Many times those "gifts" of smallpox infected blankets were given for the purpose of infecting the Indian tribes. Allan Eckert found documents supporting that.
 
#30 ·
Many here seem to forget, or be unaware, government, as talked about here, was incapable of either good or ill. Rather, it was agents acting in the name of government who did the good and the bad.

Too, just as the language of the Bible changes from publisher to publisher, history changes with the telling by one group or another.

In the end, there were no saints, as we perceive them, anywhere about since the first of the two perfect men blew it.
 
#34 ·
So it sucks to loose, and the winner wrights the history. That part isn't going to change. Slavery was a bad thing. Every Indian tribe captured, kept, owned, and traded slaves. So people, European or Native had many of the same bad habits.

The Indians in the southwest didn't build their villages high up on the cliffs, because their neighbors were friendly. The Pima Indians built canals and farmed the desert in what is now Arizona. And the Apache raided them every year. Taking women, children, and food.

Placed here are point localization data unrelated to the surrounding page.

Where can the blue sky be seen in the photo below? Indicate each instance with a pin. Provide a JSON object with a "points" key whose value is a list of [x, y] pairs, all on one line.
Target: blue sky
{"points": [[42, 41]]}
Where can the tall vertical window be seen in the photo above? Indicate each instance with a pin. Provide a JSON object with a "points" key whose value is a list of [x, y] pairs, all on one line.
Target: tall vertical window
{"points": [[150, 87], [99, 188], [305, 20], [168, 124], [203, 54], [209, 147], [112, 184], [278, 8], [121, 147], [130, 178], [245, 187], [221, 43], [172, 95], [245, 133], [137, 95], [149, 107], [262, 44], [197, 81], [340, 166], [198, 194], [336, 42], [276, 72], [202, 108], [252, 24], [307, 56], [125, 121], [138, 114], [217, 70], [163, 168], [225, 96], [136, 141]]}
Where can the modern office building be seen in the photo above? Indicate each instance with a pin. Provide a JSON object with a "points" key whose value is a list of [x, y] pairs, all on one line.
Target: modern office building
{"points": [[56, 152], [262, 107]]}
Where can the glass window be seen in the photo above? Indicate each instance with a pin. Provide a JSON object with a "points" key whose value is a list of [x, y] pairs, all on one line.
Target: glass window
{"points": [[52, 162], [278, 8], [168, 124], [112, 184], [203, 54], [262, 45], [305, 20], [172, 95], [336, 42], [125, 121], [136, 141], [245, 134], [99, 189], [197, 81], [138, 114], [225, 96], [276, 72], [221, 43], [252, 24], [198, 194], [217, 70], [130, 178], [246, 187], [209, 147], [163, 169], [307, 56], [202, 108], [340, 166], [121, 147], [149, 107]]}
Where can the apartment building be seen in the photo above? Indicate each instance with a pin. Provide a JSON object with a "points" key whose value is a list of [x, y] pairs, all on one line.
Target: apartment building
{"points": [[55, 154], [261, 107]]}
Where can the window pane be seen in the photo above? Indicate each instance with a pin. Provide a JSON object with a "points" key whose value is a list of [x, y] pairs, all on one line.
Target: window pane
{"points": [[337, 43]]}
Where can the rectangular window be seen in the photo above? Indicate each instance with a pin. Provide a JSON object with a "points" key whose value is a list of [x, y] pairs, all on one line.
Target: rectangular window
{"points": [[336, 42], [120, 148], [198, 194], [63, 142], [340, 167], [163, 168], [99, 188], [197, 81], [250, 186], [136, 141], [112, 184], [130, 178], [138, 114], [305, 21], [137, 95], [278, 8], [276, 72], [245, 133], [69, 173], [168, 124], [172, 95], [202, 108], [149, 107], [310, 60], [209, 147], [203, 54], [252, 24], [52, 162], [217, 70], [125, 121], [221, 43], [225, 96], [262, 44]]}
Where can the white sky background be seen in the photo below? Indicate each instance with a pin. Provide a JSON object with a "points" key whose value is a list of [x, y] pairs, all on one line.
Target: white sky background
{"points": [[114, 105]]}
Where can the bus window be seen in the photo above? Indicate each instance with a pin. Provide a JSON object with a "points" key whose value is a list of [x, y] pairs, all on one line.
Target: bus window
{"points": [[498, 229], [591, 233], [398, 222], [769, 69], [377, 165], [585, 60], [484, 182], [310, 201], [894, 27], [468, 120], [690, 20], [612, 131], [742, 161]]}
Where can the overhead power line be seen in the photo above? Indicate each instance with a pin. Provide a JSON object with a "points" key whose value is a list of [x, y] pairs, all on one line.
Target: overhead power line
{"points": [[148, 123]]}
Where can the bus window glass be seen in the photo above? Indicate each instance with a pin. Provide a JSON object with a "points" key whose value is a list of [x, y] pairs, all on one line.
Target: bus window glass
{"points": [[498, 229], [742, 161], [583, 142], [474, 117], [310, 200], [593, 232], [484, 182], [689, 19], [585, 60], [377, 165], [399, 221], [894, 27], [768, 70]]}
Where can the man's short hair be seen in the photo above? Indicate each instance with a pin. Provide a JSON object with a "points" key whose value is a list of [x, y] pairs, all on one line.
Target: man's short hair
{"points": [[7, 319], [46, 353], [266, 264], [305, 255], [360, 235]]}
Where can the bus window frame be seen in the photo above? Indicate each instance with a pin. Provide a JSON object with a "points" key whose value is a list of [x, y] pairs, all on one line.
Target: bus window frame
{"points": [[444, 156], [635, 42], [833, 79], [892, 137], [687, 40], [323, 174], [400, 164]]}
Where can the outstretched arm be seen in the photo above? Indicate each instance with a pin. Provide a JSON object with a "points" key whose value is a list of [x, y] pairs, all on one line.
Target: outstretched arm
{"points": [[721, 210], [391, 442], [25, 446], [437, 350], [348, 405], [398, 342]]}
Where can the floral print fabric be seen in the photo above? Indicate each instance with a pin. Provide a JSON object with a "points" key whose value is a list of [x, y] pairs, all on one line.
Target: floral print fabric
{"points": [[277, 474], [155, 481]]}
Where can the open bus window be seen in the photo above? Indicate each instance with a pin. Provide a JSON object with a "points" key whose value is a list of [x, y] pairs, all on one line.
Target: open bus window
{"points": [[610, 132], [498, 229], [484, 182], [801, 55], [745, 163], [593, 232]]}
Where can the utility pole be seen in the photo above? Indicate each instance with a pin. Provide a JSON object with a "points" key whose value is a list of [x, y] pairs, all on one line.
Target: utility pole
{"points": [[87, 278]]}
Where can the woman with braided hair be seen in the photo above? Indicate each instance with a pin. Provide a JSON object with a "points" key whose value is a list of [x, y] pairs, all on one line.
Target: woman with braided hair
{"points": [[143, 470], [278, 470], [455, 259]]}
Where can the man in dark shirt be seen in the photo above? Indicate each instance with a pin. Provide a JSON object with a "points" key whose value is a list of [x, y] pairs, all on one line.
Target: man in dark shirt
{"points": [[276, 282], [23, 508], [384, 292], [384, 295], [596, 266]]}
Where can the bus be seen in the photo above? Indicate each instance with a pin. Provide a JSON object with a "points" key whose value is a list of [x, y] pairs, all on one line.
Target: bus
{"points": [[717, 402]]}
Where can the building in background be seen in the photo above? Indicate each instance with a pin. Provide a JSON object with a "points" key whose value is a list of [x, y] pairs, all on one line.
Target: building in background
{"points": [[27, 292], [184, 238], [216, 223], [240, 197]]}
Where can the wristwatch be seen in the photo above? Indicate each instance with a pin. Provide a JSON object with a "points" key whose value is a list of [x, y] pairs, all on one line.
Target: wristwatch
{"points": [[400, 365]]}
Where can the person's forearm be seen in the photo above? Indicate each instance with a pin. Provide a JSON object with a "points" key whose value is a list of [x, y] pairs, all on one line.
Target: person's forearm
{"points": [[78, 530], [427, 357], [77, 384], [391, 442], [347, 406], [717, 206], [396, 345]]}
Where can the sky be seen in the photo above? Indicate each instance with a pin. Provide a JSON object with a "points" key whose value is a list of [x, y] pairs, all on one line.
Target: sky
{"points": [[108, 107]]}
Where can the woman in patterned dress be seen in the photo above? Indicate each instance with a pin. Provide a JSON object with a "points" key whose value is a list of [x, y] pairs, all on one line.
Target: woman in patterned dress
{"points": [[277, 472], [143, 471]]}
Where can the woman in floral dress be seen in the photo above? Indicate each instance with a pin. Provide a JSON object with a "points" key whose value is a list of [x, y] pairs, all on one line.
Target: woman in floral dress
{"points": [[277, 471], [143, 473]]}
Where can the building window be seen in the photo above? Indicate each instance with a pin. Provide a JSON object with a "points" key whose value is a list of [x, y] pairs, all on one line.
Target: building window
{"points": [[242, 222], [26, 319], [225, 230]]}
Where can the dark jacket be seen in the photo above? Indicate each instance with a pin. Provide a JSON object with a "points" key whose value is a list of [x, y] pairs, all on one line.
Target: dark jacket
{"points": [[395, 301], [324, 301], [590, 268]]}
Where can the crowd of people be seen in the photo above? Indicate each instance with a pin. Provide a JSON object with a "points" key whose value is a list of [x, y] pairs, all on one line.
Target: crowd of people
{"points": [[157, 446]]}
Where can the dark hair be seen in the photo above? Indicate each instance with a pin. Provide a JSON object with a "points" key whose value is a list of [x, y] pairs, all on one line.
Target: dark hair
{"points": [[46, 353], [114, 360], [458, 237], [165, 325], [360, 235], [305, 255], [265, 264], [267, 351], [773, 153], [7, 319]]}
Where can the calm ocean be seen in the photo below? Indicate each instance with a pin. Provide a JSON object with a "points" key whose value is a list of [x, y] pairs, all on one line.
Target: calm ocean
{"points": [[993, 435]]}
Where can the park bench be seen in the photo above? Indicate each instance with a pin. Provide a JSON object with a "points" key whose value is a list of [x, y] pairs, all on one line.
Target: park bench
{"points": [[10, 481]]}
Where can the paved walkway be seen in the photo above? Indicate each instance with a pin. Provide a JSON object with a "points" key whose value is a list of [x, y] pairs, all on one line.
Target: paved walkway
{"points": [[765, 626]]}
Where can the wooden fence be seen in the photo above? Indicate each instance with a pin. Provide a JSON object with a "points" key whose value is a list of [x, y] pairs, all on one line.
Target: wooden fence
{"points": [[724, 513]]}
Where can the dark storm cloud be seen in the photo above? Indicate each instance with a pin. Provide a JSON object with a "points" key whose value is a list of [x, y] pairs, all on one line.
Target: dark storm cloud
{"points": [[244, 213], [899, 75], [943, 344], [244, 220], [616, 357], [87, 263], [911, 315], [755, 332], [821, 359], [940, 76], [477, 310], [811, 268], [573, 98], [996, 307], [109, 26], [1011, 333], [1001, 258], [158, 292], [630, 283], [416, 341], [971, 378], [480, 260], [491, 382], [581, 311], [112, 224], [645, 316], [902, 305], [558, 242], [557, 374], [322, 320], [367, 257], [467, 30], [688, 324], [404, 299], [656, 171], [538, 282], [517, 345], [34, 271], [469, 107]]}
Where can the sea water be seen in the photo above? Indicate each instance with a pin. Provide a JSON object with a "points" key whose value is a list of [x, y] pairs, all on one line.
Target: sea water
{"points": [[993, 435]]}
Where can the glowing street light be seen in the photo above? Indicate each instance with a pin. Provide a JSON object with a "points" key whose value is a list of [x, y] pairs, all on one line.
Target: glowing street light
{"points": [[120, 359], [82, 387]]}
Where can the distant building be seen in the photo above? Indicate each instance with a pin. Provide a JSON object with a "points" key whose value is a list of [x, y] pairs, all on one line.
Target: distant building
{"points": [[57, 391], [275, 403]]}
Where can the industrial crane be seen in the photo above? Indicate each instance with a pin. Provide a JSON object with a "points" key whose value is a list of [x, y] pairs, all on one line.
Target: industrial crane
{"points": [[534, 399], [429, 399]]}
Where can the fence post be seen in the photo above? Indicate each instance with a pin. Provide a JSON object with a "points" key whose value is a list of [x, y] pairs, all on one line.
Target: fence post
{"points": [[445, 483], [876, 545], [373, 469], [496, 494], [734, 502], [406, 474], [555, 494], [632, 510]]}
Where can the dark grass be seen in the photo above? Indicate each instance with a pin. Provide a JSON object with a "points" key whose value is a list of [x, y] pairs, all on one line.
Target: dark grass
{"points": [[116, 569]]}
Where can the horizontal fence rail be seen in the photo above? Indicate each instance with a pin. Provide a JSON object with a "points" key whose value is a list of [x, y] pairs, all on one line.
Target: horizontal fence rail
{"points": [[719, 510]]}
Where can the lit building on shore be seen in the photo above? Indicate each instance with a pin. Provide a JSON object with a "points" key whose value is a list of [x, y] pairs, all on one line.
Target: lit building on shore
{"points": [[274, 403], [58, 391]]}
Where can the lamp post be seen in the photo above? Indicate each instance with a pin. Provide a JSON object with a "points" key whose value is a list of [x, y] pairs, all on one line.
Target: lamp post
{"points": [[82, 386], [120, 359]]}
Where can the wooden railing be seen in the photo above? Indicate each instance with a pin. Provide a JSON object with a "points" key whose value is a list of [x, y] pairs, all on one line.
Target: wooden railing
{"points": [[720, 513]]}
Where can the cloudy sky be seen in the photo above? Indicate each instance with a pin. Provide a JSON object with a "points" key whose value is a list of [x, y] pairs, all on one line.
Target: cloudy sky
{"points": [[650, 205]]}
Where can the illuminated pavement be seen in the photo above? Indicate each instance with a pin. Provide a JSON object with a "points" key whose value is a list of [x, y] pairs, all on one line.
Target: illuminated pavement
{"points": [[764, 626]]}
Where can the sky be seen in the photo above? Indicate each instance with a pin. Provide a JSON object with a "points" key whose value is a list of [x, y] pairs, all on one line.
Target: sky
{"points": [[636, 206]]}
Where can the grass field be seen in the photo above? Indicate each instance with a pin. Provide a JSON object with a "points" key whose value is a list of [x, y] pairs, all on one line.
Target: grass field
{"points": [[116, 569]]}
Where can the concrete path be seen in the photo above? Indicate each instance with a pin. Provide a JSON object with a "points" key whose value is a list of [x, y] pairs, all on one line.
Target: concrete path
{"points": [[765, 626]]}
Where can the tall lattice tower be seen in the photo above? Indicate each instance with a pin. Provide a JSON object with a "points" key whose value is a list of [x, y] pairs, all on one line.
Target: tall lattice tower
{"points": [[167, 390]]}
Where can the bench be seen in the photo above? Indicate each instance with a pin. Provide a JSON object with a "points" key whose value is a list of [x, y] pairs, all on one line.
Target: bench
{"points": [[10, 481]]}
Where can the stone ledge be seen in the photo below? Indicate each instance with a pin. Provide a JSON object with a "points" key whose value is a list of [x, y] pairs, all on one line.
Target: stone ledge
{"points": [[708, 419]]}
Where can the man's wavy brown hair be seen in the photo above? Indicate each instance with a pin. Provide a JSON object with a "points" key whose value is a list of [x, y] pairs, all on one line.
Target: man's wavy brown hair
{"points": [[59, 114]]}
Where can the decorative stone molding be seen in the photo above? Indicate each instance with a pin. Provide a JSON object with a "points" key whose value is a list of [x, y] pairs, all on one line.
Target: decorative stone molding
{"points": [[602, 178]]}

Humans as a whole are nasty critters, if given the chance. That part isn't going to change.
 
#35 ·
So it sucks to loose, and the winner wrights the history. That part isn't going to change. Slavery was a bad thing. Every Indian tribe captured, kept, owned, and traded slaves. So people, European or Native had many of the same bad habits.

The Indians in the southwest didn't build their villages high up on the cliffs, because their neighbors were friendly. The Pima Indians built canals and farmed the desert in what is now Arizona. And the Apache raided them every year. Taking women, children, and food.

Humans as a whole are nasty critters, if given the chance. That part isn't going to change.
Exactly so. I get so tired if the “noble savage” myths.
People are people. We are a violent bunch sometimes.